Empowering Our Children to Live the American Dream Demands School Choice

The comments section in Andrew's posting entitled Cranston’s and Rhode Island’s Need for a Sensible School Choice Program is alive with a debate about two issues: Should children from Providence - where public schools are mediocre - have the right to attend better schools in Cranston and what effect does this have on education funding flows.

Let me get at the underlying issue that makes it necessary to have this debate in the first place: Just like it was ill-conceived government actions that made health insurance belong to companies instead of individual citizens, the entire school choice and related money issues only are a problem because of further unproductive government actions.

Here are two previous postings related to this issue:

Parents or Government/Unions: Who Should Control Our Children's Educational Decisions?

Milton Friedman on School Choice

There is a lot at stake here for our country and for our children's ability to realize the American Dream. The problem is best stated in this excerpt from the 1983 study entitled "A Nation at Risk:"

For the first time in the history of our country, the educational skills of one generation will not surpass, will not equal, will not even approach, those of their parents.

Here is another quote from the report:

If an unfriendly foreign power had attempted to impose on America the mediocre educational performance that exists today, we might well have viewed it as an act of war. As it stands, we have allowed this to happen to ourselves.

That is a damning indictment of the status quo and those who support it.

Also in that second posting is this quote from Milton Friedman:

"A Nation at Risk" stimulated much soul-searching and a whole series of major attempts to reform the government educational system. These reforms, however extensive or bold, have, it is widely agreed, had negligible effect on the quality of the public school system. Though spending per pupil has more than doubled since 1970 after allowing for inflation, students continue to rank low in international comparisons; dropout rates are high; scores on SATs and the like have fallen and remain flat. Simple literacy, let alone functional literacy, in the United States is almost surely lower at the beginning of the 21st century than it was a century earlier. And all this is despite a major increase in real spending per student since "A Nation at Risk" was published.

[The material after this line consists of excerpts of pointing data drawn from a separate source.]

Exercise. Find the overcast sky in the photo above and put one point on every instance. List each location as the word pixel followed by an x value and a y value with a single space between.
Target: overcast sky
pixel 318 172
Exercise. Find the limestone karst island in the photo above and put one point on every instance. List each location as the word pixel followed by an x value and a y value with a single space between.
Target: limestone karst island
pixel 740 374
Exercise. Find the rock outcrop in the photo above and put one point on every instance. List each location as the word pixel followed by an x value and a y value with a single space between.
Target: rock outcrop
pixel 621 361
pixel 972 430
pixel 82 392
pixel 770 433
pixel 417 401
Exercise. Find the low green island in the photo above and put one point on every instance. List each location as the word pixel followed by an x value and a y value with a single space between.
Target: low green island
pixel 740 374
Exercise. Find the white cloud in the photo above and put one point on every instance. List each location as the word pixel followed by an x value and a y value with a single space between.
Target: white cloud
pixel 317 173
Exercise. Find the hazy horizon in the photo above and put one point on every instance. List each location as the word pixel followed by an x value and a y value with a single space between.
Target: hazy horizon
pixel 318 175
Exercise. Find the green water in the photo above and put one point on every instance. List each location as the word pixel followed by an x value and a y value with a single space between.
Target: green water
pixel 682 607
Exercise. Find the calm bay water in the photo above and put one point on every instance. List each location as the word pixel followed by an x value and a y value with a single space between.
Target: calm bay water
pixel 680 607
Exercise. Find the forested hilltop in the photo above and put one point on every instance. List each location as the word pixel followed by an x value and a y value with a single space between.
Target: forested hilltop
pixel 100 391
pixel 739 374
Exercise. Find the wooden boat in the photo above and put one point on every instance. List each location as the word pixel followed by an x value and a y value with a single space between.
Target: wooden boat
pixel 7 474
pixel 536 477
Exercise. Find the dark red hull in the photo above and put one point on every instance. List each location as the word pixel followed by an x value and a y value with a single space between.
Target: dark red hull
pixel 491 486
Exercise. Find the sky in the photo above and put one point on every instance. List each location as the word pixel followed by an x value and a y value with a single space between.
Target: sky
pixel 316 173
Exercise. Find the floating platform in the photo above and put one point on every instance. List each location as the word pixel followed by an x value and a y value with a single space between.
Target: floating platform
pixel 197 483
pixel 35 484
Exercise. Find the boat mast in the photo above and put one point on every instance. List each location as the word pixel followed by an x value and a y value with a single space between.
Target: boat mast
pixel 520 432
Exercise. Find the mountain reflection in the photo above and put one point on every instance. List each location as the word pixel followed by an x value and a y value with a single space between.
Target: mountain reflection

And who do you think defends ever increasing spending with no connection to outcomes? The teachers' unions, who resist any and all reform including school choice. For an indictment of the teachers' unions and the status quo at a local, state and national level, I would refer you to the numerous postings at the bottom of this posting.

Public education in this country will only improve when we recognize that teacher's unions are a fundamental part of the problem with today's educational system.

School choice - where parents, not the government, control educational decisions for their children - is the only reform that has the potential to make American public education great again.